Пустая дорога вокруг постепенно гасла, уходила в сумрак, очищаясь от цвета и становясь однородной, тихой, своей. Где-то на западе еще тушевался канареечно-снежным закат, с востока уже тянуло ночью, но между оставалась чистая, подернутая облаками лазурь, под которой в салоне автомобиля один мужчина спокойно потянулся к другому, глядя в его глаза.
Коробка передач уперлась в бедро Белого, он услышал, как совсем рядом влажно раскрылся чужой рот, когда рука его обняла висок, а губы прямым курсом вторглись в пространство над плечом.
Соприкосновение отозвалось ослепительным разрядом смысла где-то под ребрами и глубже, разошлось теплым пятном вдоль челюсти, замерло в вакуумной пустоте головы и разбежалось, разошлось по коже лаской губ, в радостном недоумении внезапно настигнувшей завершенности. В радостном недоумении внезапно настигнувшей завершенности. В радостном недоумении внезапно настигнувшей завершенности.
Справа Оранжевый задышал часто. Белый пригладил полуулыбкой живую, почти юношескую силу его вдоха.
Мимо замершего посреди просторной дороги автомобиля забористо прогудел другой.
Оранжевый потянулся к Белому, но тот остановил его ладонью на щеке, в грубой ласке пройдясь по кайме губ большим пальцем. Долго смотрели они так друг на друга, не видя редких прохожих на тротуаре и объезжающих их с низкими сигнальными вскриками, пока губы у пальца не подернулись, осязая прикосновение.
— Мистер Оранжевый, — отчетливо проговорил один, разворачиваясь в сторону придерживающей руки и проходясь губами по ладони.
Может, на складе меняться именами и нельзя — да и к чему оно там, среди чужих. Наедине комбинация звуков даже звучала иначе.

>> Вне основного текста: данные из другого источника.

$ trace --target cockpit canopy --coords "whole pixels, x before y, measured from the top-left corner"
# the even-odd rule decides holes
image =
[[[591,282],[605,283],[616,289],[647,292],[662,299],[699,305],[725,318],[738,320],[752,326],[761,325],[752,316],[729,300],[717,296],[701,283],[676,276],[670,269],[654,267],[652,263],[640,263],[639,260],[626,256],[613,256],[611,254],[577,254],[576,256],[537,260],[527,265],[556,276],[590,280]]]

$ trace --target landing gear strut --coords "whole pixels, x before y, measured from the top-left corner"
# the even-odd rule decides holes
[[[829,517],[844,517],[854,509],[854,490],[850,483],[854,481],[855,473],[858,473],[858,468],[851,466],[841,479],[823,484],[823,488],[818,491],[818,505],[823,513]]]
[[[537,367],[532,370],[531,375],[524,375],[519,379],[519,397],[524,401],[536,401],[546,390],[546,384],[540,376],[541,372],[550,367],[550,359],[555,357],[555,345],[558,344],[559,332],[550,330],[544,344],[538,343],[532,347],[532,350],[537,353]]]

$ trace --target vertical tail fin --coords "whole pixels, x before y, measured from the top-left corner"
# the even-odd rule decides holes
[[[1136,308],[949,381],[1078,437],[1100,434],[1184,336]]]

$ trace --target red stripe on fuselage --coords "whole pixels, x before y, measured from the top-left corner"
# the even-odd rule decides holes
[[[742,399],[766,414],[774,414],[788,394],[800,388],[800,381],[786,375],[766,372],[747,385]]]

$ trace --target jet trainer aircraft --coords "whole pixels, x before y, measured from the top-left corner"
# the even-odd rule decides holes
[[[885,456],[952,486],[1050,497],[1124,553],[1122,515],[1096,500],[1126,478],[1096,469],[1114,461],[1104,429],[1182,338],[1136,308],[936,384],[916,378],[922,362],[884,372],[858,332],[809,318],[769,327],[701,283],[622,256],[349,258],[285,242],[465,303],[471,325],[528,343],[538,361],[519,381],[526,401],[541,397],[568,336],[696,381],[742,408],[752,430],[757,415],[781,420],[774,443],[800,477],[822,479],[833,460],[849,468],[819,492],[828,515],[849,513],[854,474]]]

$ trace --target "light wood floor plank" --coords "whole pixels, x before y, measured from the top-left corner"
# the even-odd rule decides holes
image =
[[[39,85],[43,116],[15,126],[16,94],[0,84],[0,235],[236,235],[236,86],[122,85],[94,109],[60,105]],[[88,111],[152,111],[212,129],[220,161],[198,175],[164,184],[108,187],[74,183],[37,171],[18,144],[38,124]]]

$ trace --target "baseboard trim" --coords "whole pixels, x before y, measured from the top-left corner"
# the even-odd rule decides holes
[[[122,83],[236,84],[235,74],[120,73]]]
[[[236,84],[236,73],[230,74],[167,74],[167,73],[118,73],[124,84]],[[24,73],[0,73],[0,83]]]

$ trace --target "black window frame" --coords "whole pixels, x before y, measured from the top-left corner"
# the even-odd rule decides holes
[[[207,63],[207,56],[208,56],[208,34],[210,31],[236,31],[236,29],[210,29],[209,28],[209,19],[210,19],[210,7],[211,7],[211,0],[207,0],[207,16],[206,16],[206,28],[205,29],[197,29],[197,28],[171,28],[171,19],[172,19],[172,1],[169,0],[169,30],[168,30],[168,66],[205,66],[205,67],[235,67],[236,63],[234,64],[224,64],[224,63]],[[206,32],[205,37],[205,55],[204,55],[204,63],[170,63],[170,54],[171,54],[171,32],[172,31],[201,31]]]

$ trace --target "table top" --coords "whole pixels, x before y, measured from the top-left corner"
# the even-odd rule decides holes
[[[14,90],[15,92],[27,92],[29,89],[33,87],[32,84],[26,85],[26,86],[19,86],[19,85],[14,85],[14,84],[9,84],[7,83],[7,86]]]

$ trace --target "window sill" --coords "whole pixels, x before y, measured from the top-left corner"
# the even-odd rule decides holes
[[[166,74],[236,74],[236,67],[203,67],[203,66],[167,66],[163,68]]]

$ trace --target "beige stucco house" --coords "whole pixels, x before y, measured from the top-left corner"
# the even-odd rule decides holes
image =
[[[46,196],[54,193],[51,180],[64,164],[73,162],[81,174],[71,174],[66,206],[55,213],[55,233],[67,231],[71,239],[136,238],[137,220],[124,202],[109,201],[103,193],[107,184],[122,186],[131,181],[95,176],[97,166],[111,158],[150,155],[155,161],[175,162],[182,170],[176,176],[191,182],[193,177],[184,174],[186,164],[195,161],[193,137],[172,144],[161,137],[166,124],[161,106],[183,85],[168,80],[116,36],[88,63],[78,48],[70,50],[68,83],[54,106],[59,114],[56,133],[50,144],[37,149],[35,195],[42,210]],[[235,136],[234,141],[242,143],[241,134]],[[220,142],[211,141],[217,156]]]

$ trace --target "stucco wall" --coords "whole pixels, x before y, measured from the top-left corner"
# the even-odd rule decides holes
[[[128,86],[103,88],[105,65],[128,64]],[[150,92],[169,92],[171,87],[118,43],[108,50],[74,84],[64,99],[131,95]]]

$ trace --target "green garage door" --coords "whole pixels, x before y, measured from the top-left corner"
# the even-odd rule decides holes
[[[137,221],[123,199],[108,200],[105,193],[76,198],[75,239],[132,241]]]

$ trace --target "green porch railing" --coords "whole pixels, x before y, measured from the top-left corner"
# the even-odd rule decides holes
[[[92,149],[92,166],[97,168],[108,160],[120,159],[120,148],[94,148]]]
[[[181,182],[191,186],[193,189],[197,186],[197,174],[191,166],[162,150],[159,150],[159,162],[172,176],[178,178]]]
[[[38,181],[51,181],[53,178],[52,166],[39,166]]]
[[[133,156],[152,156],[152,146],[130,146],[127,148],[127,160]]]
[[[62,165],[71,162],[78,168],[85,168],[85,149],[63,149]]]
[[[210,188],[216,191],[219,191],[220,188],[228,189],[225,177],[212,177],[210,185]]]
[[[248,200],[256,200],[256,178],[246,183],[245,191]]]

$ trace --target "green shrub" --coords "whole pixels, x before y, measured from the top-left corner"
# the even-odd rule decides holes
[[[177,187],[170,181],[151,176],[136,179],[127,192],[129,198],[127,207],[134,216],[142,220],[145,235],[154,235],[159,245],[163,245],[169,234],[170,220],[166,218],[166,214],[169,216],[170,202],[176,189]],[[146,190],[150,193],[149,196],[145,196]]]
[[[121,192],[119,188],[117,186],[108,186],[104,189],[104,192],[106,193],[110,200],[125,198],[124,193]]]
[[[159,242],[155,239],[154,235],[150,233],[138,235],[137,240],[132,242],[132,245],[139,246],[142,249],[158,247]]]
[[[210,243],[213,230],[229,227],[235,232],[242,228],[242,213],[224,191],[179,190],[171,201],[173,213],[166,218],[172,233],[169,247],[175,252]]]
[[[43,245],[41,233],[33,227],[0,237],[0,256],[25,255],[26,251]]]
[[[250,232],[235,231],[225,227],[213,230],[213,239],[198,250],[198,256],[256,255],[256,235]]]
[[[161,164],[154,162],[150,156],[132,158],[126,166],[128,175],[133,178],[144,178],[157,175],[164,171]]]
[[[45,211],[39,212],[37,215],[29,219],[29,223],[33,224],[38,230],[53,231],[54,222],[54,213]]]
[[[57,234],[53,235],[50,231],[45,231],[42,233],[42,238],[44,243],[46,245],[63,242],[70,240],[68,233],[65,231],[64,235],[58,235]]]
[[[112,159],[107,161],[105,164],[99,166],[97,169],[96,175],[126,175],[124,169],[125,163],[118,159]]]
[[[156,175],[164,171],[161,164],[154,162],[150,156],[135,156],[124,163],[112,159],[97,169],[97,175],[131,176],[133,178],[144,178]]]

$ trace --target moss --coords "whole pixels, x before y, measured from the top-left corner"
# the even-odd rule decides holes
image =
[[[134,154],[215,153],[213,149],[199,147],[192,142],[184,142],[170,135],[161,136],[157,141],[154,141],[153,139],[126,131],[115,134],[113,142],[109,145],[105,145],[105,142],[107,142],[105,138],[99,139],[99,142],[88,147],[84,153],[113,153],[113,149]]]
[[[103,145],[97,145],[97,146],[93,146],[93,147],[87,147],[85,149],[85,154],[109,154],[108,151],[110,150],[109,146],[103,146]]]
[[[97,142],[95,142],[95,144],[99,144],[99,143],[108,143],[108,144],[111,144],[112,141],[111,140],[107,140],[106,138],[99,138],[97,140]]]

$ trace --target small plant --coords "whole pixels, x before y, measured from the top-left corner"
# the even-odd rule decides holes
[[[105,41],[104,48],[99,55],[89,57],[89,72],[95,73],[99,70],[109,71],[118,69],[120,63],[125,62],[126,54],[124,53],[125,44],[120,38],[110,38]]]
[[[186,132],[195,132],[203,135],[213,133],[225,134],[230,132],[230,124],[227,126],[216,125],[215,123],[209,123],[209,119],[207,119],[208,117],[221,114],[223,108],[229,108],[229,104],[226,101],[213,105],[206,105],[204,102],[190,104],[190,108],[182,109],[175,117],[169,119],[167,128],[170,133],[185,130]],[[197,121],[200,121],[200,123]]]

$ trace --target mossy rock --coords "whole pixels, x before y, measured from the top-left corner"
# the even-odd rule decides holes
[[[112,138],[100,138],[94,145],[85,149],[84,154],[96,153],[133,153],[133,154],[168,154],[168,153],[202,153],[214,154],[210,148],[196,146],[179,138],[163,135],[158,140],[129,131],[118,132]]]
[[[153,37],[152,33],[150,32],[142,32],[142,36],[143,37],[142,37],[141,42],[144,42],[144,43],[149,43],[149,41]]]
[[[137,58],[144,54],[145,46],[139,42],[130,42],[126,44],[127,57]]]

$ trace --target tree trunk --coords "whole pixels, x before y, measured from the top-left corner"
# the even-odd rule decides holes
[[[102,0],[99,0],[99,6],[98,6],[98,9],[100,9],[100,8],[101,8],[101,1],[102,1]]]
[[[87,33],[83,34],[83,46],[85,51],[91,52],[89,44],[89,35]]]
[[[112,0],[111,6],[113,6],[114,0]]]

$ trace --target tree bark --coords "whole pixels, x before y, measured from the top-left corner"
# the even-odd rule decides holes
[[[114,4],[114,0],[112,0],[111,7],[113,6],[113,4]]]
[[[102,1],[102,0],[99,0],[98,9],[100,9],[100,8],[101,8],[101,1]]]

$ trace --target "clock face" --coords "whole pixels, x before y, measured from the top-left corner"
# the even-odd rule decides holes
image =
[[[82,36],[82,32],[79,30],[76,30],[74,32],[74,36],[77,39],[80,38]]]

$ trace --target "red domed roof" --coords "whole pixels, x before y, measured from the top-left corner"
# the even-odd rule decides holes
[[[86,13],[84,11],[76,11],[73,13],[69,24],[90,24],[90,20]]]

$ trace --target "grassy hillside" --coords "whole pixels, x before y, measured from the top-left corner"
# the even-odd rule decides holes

— Мистер Белый, — вторит второй прозвучавшему, неотрывно следя за махинациями с его рукой.
Справа затормозила машина. Светофор отсчитывает уже второй срок.
— Мистер Оранжевый, — эхом с придыханием улыбается Фредди в чужую ладонь.
— Мистер Белый, — Ларри со стороны наблюдает, как кончики его пальцев обнимают чужую щеку на фоне рокочущего салона за окном.